However, if you're using Windows, its possible to define your own Actions (i.e. the available actions when you right-mouse click on something) for SAS Explorer objects.  One obvious application of this is to allow us to click on a format Catalog entry type to display the format’s details. 

The hard way is to do this manually but it's rather long-winded and impractical if you want a lot of SAS users to make the same change: make the Explorer window active; click on Tools  -->  Options… --> Explorer…  Then select Catalog Entries from the drop-down list at the top of the dialog box.  A list of catalog entry types is displayed, from where the current actions can be altered.

Here is the simple way: 

1. Copy and paste the following SAS Registry updates to a text file, e.g. c:\temp\regUpdate.txt. 

#--- Update registry with extra Explorer actions 

[CORE\EXPLORER\MENUS\ENTRIES\FORMAT]

"1;&List"="gsubmit ""proc format lib=%b.%b fmtlib; select %b;run;"""

"@"="gsubmit ""proc format lib=%b.%b fmtlib; select %b;run;"""

[CORE\EXPLORER\MENUS\ENTRIES\FORMATC]

"1;&List"="gsubmit ""proc format lib=%b.%b fmtlib; select $%b;run;"""

"@"="gsubmit ""proc format lib=%b.%b fmtlib; select $%b;run;"""

[CORE\EXPLORER\MENUS\ENTRIES\INFMT]

"1;&List"="gsubmit ""proc format lib=%b.%b fmtlib; select @%b;run;"""

"@"="gsubmit ""proc format lib=%b.%b fmtlib; select @%b;run;"""

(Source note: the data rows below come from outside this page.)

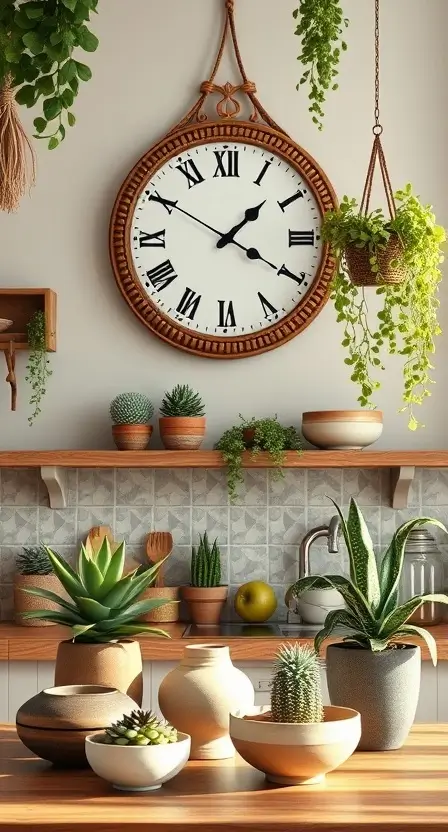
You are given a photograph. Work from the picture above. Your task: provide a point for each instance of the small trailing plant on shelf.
(182, 424)
(407, 324)
(256, 435)
(320, 26)
(130, 414)
(38, 367)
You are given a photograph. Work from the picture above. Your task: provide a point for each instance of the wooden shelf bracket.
(401, 481)
(55, 479)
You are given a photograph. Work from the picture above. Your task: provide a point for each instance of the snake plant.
(372, 615)
(104, 605)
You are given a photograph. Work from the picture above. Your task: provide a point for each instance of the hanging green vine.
(38, 43)
(320, 26)
(38, 364)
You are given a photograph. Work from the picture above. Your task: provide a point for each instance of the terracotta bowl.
(342, 430)
(295, 754)
(137, 768)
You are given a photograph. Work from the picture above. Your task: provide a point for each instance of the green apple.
(255, 601)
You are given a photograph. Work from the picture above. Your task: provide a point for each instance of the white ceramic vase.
(198, 695)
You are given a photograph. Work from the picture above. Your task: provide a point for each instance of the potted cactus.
(182, 423)
(130, 414)
(206, 595)
(296, 740)
(103, 611)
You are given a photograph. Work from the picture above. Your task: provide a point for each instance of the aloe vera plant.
(104, 605)
(372, 614)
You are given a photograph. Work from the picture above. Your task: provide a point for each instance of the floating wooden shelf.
(53, 464)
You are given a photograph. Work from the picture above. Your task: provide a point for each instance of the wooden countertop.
(386, 792)
(19, 643)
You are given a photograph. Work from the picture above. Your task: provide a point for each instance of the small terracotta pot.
(55, 723)
(131, 437)
(167, 613)
(26, 603)
(182, 433)
(205, 604)
(115, 664)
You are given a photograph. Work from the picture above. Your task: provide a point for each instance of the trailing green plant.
(296, 694)
(38, 367)
(34, 560)
(320, 26)
(372, 615)
(131, 409)
(39, 42)
(407, 322)
(140, 728)
(104, 603)
(256, 435)
(182, 401)
(205, 563)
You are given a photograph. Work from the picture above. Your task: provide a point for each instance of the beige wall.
(152, 56)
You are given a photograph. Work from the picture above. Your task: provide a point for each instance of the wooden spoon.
(158, 546)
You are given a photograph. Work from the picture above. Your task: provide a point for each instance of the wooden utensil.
(158, 546)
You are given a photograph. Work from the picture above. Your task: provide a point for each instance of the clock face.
(223, 252)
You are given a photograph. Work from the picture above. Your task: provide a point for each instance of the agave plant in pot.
(373, 670)
(103, 613)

[CORE\EXPLORER\MENUS\ENTRIES\INFMTC]

"1;&List"="gsubmit ""proc format lib=%b.%b fmtlib; select @$%b;run;"""

"@"="gsubmit ""proc format lib=%b.%b fmtlib; select @$%b;run;"""

 

2. Then submit this:

/* Change the file if necessary */

filename regin 'c:\temp\regUpdate.txt';

proc registry import=regin;

run;

 

After this, you can just double click on a format entry type (or right-click and select List)  to run the associated code, printing the details in the Output window. 

Now isn’t that easier?!

.
 

 
 

What Program is Running?!

You may think you know but, it's sometimes useful for a program to know what it's name is.

This can be handy if you have some generic code that issues messages or emails from a batch program. Or perhaps you want to check the full path of the program to check the version that's running.  Or maybe you want the program to behave differently if its running from a Test environment instead of Prod.

In batch, the following statement will retrieve the current program:

%put This program is %sysfunc(getoption(sysin));

In an interactive session, running SAS9, the environment variables SAS_EXECFILENAME and SAS_EXECFILEPATH can be used in a similar way to return the current program in the Enhanced Editor:

%put %sysget(SAS_EXECFILENAME);

The SAS_EXECFILEPATH variable returns the full path including the file name itself.

 

 

   
 
 

The LENGTHs Lazy Programmers Go To

SAS is great for lazy programmers. You can write minimal code and SAS will fill in the gaps and make all kinds of decisions for you. But it pays to know what SAS is doing for you.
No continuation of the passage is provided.